Bipolar I and II disorder (BD I and II) together affect an estimated 2.5% of US adolescents (Merikangas KR et al, Arch Gen Psychiatry 2012; 68(3):241-251), and there is little argument that they result in significant morbidity. Symptoms can often be seen prior to the onset of BD— as early as 10 years beforehand—and many youth who are diagnosed with BD not otherwise specified (BD NOS), Major Depressive Disorder (MDD), and cyclothymia will ultimately go on to develop BD.
Is it possible that early psychosocial interventions, targeted at high risk youth for the development of BD could stabilize mood symptoms and perhaps impede the progression to BD? Recent research suggests that it might be. Family focused therapy (FFT), which, in prior studies has been associated with more rapid and complete remission from depressive episodes in adolescents with BD I and II, may help to do just that.
In a recent randomized trial researchers looked at 40 youth ages nine to 17 at high risk for progression to BD I and II, defined as having BD-NOS, MDD, or cyclothymia with active mood symptoms and at least one first degree relative with BD I or II. Participants were randomly assigned to either FFT-High Risk Version (FFT-HR), which entailed 12 sessions of communication and problem-solving skills training and psychoeducation, or a control group that received one or two family education sessions.
The researchers hypothesized that youth assigned to the FFT-HR group would recover more quickly, spend more time in remission, and have greater improvement in symptoms over a one-year period. A secondary aim was to examine the benefits of FFT-HR for those in families of high expressed emotion (EE) compared to families of low EE. Youth included in the study were also allowed to receive pharmacotherapy, and assignments to FFT-HR vs control were balanced accordingly for medications, age, and initial diagnosis.

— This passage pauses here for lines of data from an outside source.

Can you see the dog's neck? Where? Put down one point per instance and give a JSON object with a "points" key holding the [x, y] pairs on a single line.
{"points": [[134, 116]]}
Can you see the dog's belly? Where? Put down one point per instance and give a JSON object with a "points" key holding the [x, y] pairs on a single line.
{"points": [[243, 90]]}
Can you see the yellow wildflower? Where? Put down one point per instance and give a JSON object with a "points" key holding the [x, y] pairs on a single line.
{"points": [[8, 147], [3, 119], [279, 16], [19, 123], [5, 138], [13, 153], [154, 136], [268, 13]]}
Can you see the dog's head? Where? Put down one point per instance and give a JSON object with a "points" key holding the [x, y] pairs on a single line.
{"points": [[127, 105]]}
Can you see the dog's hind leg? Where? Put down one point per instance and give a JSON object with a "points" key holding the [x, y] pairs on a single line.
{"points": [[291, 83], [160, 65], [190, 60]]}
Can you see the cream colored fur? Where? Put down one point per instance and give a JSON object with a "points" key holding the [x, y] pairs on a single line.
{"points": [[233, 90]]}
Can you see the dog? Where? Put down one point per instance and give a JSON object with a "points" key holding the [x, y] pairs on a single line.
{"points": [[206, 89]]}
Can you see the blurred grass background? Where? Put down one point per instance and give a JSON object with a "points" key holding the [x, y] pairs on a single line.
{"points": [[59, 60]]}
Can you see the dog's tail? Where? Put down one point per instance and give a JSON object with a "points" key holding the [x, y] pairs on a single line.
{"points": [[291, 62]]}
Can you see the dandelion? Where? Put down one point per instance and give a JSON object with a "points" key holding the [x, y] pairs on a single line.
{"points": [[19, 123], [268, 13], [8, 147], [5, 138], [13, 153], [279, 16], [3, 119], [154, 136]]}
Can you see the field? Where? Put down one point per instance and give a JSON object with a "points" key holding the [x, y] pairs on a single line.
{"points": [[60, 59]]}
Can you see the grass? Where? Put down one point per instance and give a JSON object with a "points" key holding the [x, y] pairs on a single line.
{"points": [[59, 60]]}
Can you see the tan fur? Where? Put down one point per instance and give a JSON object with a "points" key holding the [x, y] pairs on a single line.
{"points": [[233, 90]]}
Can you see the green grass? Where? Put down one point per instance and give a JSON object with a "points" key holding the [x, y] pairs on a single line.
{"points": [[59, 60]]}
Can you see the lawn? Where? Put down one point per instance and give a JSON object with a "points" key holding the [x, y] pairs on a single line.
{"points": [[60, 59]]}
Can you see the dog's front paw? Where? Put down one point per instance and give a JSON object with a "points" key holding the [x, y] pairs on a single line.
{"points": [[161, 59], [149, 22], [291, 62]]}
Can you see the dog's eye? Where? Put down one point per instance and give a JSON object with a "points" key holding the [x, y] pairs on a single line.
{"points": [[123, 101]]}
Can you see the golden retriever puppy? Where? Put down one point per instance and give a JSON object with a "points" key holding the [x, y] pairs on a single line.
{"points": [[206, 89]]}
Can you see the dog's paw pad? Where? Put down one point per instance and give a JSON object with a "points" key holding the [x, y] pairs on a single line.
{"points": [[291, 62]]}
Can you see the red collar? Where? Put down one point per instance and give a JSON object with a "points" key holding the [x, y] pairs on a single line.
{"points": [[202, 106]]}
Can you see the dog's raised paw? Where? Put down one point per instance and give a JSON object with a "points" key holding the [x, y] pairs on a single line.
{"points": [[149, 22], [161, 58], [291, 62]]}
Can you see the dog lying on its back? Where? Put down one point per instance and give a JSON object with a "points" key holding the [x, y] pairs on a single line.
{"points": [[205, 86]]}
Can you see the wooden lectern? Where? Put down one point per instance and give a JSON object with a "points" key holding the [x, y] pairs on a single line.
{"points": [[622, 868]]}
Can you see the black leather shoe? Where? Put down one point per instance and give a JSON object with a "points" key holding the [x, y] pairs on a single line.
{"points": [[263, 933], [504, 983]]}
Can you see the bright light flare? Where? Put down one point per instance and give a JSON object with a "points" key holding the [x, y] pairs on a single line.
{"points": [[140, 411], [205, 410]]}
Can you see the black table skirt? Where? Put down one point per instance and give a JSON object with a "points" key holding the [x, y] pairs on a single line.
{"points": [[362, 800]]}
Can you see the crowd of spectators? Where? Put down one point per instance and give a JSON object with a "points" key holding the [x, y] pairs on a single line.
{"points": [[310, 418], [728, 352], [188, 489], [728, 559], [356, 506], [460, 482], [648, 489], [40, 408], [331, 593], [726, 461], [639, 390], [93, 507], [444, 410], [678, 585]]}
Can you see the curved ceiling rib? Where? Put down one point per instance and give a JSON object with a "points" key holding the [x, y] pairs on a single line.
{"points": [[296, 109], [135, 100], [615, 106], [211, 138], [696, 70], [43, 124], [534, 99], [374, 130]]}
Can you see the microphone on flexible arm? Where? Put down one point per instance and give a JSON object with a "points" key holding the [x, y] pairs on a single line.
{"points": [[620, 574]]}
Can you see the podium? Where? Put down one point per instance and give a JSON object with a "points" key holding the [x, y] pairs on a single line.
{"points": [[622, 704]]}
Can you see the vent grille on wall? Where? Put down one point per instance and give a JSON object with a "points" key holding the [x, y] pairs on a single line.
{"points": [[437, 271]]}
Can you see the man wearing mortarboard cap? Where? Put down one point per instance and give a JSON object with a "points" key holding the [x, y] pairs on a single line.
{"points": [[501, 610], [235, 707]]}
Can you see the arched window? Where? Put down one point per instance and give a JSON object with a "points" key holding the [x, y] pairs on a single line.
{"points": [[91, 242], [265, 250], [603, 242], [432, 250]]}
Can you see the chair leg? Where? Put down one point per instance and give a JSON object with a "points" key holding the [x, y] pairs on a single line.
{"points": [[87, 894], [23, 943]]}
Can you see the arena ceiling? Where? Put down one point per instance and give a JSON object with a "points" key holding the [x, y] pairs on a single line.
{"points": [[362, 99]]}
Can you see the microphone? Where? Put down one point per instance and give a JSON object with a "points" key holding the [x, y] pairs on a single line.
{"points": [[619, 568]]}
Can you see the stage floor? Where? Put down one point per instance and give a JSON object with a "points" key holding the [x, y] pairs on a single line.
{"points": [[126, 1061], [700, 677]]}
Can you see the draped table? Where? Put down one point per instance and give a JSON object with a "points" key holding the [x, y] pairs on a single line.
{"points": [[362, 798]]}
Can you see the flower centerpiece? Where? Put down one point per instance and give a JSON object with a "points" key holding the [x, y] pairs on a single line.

As predicted, researchers found that youth assigned to the FFT-HR group recovered more quickly than those in the control group, in 13 weeks compared to 21.25 weeks, a significant difference. Furthermore, those in the FFT-HR group spent a mean of 28.6 weeks in full remission compared with 19.5 weeks in the control group, also a statistically significant difference. Over the one- year period, the youth in the FFT-HR group had a more favorable trajectory of scores on the Young Mania Rating Scale, though not on the child Depression Rating Scale. Overall, youth in high-EE households did significantly worse than those in low-EE households in time to recovery from initial symptoms, and over the follow-up period were more likely to remain symptomatic. Notably, however, FFT-HR had a greater treatment effect on youth from high EE vs low EE households (Milkowitz DJ et al, JAACAP 2013;52(2):121-131).
CCPR’s Take: The small sample size was a limitation to this study. In addition, basic differences in the treatment conditions compared with the control conditions (mean number of contacts 12.43 vs 2.26 respectively) make it unclear if favorable response was due to the content of the contact or frequency and number of hours of contact. Nonetheless, FFT-HR may be a non-pharmacological intervention worth considering for youth who are at high risk for development of bipolar disorder, especially for those who come from high EE households. The favorable effects of FFT-HR found in this study suggest that it may be worthwhile to conduct further research in this area.